あなたは、文系?理系?その区分け本当に必要ですか?

あなたは、文系?理系?その区分け本当に必要ですか?

突然ですが、皆さんは「文系」ですか?それとも「理系」ですか?

高校時代にこの選択を迫られた方も多いと思いますが、この高校の制度が今大きく変わろうとしています。

高校の普通科見直しへ

先日高校の普通科に対する制度などを含めた根本的な見直しが本格的に始動しました。

この見直しでは、『高校生の学習意欲低下が普通科の画一的な教育内容にある』との観点から、「社会一般で必要な教育」を行う枠組みは残しつつ普通科を細分化し、『サイエンスを重視する』などの特色を打ち出していくことを検討するとのことです。

詳細は今後定まっていくと思われますが、細分化の仕方によっては文系、理系の溝が高校の段階でより深まっていくことにもなりかねないのではないでしょうか?

問われる高校の在り方

高校の在り方は現在大きく問われているのではないでしょうか?

高校の位置づけは昭和22年の学校教育法第42条に定められていますが、

その中に『社会について、広く深い理解と健全な批判力を養い、個性の確立に努めること。』という文言があります。

この文言は現代にこそ重要な意味を持つものではないでしょうか?

普通科を細分化して専門性を高めるのは悪いことではないとは思いますが、そこに重点を置きすぎ、文系の人が理系の科目を、理系の人が文系の科目を学ばなくなるようでは意味がありません。『学習意欲が低下している』からといって、本人が興味のある分野をより重点的に学校で教えるのではなく、学校はその分野の知見を深めることのできる別の「場」を紹介、または提供し、学校そのものの教育では「広いものの見方を提供」例えば、竹取物語の内容を宇宙や理科的な視点から分析してみるなどして、現在行っている「授業の在り方」を工夫し、また場合によっては「理系が得意でなく、内申に影響するから」理系を学ばないなら、「内申を付けず、単に教養としての授業」ということがあっても良いのではないでしょうか?

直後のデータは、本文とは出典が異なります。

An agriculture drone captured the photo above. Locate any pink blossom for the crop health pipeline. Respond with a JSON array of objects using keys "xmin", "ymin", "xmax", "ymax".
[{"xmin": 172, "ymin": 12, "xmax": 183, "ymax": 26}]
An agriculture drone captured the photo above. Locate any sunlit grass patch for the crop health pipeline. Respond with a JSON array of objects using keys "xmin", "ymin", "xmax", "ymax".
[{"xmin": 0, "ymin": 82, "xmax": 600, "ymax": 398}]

更に言うならば、そもそもの文系、理系という区分けすら必要ではないものなのではないでしょうか?

おわりに

学校教育で大事なことは、知識はもちろんですが、クラスやその他の活動を通して、様々な意見や物の見方があるということを提供し、卒業した生徒がこれからの社会の中で「近視眼」にならないような基礎を作っていくことではないでしょうか?